The report argues that while the U.S. Department of Energy (DOE) and the U.S. Nuclear Regulatory Commission (NRC) assert that COGEMA Inc. will have to abide by U.S. laws, the home-country corporate culture of defiance of the law calls into question whether its subsidiary, COGEMA Inc., can operate safely and responsibly and in compliance with U.S. regulations.

Since the parent company’s expertise in processing plutonium into reactor fuel (known as mixed oxide or MOX fuel) is the basis for the U.S. contract, its track record regarding compliance with laws as well as its position on radiation and health must be thoroughly evaluated, the report states.

“Incredibly, the NCR’s position is that COGEMA’s home-country record, ‘good, bad or indifferent’ is irrelevant,” said SECC Communications Director, Linda Gunter, a report co-author. “COGEMA’s many brushes with the law in France as well as the NRC’s own pattern of lax oversight cast doubt on the assumption that the COGEMA leopard will change its spots when it hunts on U.S. soil. We can trust neither of these two organizations to put public health and safety before financial expediency.”

COGEMA faces lawsuits in France that allege that it is violating that country’s nuclear waste law. While the courts have not yet made final rulings on the merits of these lawsuits, the parliamentarian who is the author of the French nuclear waste law, Christian Bataille, a nuclear power proponent, has also joined COGEMA’s critics. Bataille is on record as stating that COGEMA “considers itself above the law” because it is storing imported nuclear waste on site without proper legal authorization to do so.

In a 1997 citizen lawsuit brought against COGEMA for illegal storage of waste at La Hague, the presiding judge was forced to raid COGEMA’s offices to obtain the documents he had requested for the case. Bataille lauded the judge for “having the guts to insist the law should be obeyed.” This defiance of the law prompted South Carolina senator, Phil Leventis, to ask in a 1999 letter to Senator Strom Thurmond: “Do we want a company operating in our state whose culture includes defying the law? Do we want a company operating in our state that stalls on meeting its commitments to a judge for so long that he had to go to the company’s headquarters with a police escort? I know that I don’t.”

The report also found that:

  • Using a legal loophole, COGEMA continues to dump liquid radioactive waste into the sea near La Hague.

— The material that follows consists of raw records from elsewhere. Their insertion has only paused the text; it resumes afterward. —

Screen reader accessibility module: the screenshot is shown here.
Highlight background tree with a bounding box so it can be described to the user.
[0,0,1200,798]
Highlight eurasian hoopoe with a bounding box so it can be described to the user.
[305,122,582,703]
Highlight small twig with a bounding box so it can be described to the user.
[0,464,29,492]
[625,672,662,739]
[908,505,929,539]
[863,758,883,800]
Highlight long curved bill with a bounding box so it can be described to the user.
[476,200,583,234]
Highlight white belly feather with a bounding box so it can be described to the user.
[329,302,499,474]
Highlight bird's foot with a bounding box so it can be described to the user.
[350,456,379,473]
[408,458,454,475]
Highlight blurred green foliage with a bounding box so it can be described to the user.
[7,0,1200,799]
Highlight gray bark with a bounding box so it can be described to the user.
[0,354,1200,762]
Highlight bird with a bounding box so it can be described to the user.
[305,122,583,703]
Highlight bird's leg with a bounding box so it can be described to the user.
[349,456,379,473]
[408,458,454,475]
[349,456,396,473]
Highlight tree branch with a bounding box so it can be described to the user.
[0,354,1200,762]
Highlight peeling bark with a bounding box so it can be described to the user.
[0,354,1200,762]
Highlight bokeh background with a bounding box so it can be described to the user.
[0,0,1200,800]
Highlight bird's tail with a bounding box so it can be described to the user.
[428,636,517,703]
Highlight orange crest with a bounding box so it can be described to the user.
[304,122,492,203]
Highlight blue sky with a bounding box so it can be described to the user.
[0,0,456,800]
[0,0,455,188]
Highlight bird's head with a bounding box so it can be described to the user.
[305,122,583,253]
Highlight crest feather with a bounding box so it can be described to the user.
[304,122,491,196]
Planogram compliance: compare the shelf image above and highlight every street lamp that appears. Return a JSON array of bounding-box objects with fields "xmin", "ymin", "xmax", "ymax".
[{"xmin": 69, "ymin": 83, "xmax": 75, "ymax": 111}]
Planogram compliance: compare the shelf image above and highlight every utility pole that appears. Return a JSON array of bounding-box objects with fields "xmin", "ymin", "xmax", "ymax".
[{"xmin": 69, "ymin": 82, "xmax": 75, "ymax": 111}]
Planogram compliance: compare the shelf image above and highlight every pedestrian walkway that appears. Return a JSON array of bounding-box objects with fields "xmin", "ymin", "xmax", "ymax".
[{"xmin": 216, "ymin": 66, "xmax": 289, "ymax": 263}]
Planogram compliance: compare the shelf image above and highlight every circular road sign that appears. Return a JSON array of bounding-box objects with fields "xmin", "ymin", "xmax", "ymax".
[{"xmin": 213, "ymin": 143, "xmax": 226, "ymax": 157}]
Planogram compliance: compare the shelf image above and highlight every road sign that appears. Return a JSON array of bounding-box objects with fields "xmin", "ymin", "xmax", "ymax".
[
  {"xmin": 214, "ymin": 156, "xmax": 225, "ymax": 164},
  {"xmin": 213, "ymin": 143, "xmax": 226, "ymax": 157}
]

Under U.S. law, these liquids qualify as low-level radioactive waste and would require a special permit for dumping.
  • Two separate medical studies have shown elevated rates of leukemia around La Hague, particularly among young people who consume local seafood. Despite mounting evidence to the contrary, COGEMA continues to assert its operations are not responsible for the cancer cluster, effectively putting a severe burden of proof on its neighbors. It is evident that COGEMA would deflect responsibility than eliminate liquid discharges, even though a dozen European governments are demanding it do so.

“People in France are already fighting to stop COGEMA from turning the La Hague site into Europe’s high-level nuclear waste dump,” said IEER staff scientist, Annie Makhijani, a report co-author. “Yet the DOE and NRC are paying no attention to its home country record.

“The people of the United States should demand that the NRC, the U.S. Environmental Protection Agency and the DOE thoroughly investigate COGEMA’s home country record,” said Didier Anger, an elected official in the Basse Normadie region where COGEMA’s reprocessing operations are centered, and a long-time opponent of reprocessing. “That record should include documents relating to discharges to the environment, health, and unusual incidents, before its subsidiary is allowed to participate in plutonium processing in the United States.”